Klar erkennbar wird jetzt auch der Beruf des Spitals. Es ist ein Armenhaus, bestimmt nur für die „Dürftigen und Bettrysen“. Nur solche Armen sollen Aufnahme finden, die „Bettrysen“ sind d. h. Steg und Weg nicht brauchen, nicht von Haus zu Haus gehen und das heilige Almosen fordern können. Das Spital ist zunächst nicht Pflege- und Heilanstalt armer Kranker, sondern in erster Linie Versorgungsanstalt für „unvermögende arme Leute“. Aber kein „Zehrhaus, in dem man auch außerhalb der gewöhnlichen Mahlzeiten Ürten halten könnte“, sondern nur der Notdurft angepaßt, eine Zuflucht der Dürftigen und Verlassenen, keinem Reichen geöffnet.
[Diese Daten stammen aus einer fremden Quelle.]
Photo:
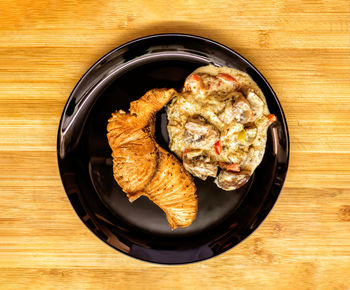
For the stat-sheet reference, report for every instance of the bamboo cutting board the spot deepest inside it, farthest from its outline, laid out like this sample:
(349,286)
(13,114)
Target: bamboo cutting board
(301,47)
Es leistet den armen Städtern, was die Elendenherberge den armen Fremden.

Daß das Spital Pfründer aufnimmt, ist eine Verletzung seines Prinzips und nur als ökonomische Maßregel zu rechtfertigen. Daher wird das Pfründerwesen auch wiederholt angegriffen und das Begehren gestellt, keine Pfründer mehr aufzunehmen, sondern das Spital den Armen zu lassen, denen es zugehöre.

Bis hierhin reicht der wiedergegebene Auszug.